04.10.2003 | aktual.: 04.10.2003 12:00
Jednocześnie jednak premier przyznał, że żadna konstytucja nie może się zrodzić ani trwać, jeżeli jest sprzeczna z żywotnymi interesami i wartościami choćby tylko jednego z jej sygnatariuszy".
Berlusconi wyraził "mocne przekonanie", że konferencja międzyrządową zakończy się "w przewidzianym terminie", ale nie sprecyzował, czy chodzi mu o zaproponowaną przez niego samego datę 12-13 grudnia, czy też o ostateczny termin, wyznaczony przez czerwcowy szczyt UE w Salonikach.

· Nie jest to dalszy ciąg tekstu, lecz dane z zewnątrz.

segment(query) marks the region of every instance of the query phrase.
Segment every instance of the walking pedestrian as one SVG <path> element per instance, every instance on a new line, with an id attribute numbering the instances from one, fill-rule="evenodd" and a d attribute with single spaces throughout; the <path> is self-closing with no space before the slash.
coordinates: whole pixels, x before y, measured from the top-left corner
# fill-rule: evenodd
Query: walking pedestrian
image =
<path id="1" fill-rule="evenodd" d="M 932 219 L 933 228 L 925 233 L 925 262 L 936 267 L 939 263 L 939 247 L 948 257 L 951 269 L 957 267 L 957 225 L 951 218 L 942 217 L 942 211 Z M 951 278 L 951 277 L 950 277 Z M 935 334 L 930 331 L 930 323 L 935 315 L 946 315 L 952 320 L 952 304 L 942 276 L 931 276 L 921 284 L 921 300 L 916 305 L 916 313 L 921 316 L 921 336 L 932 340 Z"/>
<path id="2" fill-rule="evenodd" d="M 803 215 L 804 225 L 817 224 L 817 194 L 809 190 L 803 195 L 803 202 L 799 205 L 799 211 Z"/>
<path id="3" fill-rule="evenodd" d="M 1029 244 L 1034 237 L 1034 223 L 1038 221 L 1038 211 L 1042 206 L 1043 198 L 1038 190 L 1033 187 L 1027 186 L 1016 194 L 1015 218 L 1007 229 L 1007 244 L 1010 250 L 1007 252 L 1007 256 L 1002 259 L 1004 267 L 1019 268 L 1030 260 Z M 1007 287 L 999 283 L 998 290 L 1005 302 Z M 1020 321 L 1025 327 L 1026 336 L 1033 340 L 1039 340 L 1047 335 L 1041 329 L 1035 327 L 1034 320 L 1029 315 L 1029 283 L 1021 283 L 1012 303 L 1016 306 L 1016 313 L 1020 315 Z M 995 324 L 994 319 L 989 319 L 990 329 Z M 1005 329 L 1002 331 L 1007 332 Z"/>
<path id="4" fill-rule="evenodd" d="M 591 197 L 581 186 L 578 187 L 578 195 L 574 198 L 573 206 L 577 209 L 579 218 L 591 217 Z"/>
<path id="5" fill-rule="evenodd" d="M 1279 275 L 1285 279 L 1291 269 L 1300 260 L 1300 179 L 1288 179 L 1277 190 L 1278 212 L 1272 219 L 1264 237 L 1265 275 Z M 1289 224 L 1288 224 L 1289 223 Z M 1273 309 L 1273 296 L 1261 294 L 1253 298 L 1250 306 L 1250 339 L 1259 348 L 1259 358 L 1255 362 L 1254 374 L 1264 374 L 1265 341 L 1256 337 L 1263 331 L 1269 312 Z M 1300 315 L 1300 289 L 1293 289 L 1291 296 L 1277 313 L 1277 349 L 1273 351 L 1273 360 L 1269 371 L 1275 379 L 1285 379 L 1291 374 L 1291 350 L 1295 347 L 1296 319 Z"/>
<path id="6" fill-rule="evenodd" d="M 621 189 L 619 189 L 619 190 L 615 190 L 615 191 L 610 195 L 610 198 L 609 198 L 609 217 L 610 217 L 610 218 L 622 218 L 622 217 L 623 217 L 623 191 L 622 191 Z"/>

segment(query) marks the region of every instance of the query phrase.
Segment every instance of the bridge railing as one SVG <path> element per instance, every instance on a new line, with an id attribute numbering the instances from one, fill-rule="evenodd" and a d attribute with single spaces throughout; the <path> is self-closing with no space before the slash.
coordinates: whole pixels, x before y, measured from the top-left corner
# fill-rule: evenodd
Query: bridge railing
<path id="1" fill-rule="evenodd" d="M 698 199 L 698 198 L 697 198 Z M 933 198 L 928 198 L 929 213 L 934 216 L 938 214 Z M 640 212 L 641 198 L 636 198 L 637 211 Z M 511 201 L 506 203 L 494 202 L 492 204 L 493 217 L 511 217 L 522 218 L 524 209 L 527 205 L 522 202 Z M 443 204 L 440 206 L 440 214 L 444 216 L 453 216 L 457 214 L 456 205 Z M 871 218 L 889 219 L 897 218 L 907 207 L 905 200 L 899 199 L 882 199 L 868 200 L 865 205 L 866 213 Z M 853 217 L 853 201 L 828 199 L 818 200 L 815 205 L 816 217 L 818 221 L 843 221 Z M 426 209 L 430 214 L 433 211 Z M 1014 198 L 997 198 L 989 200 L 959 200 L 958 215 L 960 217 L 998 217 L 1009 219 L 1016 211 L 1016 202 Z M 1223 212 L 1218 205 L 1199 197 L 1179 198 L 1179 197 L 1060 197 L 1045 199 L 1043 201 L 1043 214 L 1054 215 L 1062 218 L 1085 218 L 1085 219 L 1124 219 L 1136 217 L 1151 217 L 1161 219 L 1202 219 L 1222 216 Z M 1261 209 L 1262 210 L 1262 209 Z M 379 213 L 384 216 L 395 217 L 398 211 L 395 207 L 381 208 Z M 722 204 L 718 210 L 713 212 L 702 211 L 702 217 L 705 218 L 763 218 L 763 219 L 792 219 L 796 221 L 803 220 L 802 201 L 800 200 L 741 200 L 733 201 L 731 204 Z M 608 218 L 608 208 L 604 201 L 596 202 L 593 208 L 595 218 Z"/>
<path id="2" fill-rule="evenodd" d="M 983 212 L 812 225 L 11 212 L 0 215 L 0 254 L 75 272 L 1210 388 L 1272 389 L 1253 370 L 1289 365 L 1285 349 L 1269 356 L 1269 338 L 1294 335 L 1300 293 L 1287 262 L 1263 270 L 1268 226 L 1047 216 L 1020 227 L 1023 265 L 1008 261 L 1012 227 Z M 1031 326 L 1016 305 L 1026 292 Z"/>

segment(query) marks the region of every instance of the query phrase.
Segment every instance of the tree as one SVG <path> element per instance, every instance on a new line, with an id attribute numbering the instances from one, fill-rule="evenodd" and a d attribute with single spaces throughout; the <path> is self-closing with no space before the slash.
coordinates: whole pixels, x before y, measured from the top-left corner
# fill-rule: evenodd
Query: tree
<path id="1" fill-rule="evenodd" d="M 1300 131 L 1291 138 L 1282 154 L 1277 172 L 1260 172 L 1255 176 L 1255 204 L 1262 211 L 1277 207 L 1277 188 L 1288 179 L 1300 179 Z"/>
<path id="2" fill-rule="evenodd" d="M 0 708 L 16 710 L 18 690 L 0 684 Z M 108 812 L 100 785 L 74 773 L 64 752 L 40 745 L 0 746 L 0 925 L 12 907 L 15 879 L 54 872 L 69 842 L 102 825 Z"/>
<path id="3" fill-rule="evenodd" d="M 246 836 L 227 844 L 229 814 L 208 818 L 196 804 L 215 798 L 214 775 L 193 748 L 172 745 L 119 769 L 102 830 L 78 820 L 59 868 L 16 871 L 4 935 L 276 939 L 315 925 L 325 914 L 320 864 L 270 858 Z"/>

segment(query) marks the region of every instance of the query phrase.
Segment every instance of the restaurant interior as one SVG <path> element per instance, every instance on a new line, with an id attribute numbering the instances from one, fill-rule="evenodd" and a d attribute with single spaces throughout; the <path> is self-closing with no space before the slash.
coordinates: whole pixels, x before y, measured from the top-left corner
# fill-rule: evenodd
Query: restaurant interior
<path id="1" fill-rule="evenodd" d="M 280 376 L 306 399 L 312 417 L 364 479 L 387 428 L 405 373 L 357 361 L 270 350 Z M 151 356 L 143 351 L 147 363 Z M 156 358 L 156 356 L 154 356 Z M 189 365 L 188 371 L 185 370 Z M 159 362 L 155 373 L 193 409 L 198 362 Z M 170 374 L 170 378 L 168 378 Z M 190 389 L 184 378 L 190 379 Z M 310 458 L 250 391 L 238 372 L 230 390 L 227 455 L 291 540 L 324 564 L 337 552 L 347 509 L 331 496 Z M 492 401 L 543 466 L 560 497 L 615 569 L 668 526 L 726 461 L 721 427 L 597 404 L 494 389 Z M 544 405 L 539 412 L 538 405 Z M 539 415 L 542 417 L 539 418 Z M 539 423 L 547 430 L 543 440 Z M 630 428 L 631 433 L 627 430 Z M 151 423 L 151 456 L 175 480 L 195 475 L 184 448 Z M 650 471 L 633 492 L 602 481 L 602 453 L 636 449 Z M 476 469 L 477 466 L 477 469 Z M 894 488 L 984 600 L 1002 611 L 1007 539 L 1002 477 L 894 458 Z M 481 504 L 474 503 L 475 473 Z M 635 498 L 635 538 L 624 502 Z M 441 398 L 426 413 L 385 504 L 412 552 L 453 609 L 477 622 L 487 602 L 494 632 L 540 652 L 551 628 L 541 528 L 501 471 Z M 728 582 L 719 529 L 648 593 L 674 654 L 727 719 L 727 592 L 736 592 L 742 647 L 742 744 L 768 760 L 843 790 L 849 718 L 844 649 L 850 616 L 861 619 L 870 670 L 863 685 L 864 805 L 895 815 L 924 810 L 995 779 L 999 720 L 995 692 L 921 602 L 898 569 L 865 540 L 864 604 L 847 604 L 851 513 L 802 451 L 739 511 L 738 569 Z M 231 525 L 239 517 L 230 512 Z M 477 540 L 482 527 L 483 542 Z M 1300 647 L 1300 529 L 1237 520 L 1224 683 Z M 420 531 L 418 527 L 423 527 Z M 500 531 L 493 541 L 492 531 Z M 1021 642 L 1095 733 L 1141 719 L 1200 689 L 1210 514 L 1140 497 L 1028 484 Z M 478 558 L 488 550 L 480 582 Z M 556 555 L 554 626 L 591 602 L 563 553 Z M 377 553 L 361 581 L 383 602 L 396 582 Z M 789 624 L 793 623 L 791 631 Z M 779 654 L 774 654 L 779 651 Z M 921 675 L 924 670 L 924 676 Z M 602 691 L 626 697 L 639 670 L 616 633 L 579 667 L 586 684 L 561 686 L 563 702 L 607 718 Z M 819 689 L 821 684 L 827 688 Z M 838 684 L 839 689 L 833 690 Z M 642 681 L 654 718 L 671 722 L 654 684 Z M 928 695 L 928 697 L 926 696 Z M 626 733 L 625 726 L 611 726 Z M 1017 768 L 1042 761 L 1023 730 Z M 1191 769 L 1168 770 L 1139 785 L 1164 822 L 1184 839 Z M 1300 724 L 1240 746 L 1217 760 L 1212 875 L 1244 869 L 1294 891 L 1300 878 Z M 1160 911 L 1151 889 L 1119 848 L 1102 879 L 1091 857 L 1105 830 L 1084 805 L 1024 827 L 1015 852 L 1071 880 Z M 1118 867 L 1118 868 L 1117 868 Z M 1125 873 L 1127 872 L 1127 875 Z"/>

Unijni przywódcy uzgodnili wtedy, ze konstytucja musi być gotowa przed wyborami do Parlamentu Europejskiego w czerwcu 2004 r. "W 1957 r. tutaj w Rzymie Wspólnota Europejska, początkowa mała Europa, zrodziła się z najdramatyczniejszej wojny domowej w swojej historii" - przypomniał Berlusconi.
"To był akt wiary, prawdziwy akt wiary. Dzisiaj jednak oczekuje się od nas nie aktu wiary, ale aktu woli w świecie naznaczonym przez nowe zagrożenia i wyzwania, ale także przez wielkie możliwości. To jest konferencja europejskiej woli, woli Europy, aby być Europą" - powiedział premier Włoch.
Zdaniem Berlusconiego "w świecie globalizacji Europa musi ponownie odkryć swoją tradycyjną rolę przywódczą, ożywiając korzenie swojej cywilizacji". Równocześnie Berlusconi opowiedział się za zachowaniem silnych więzi z krajami, które "zrodziły się z tej cywilizacji i którym (Europa) wiele zawdzięcza, takimi, jak Stany Zjednoczone".
W otwarciu konferencji międzyrządowej biorą udział przywódcy 25 obecnych i przyszłych państw członkowskich UE, w tym Polski, a także - jak obserwatorzy - ich odpowiednicy z Bułgarii, Rumunii i Turcji. Obrady toczą się w monumentalnym Pałacu Kongresowym, wzniesionym wraz z całą otaczającą go dzielnicą EUR w czasach Mussoliniego.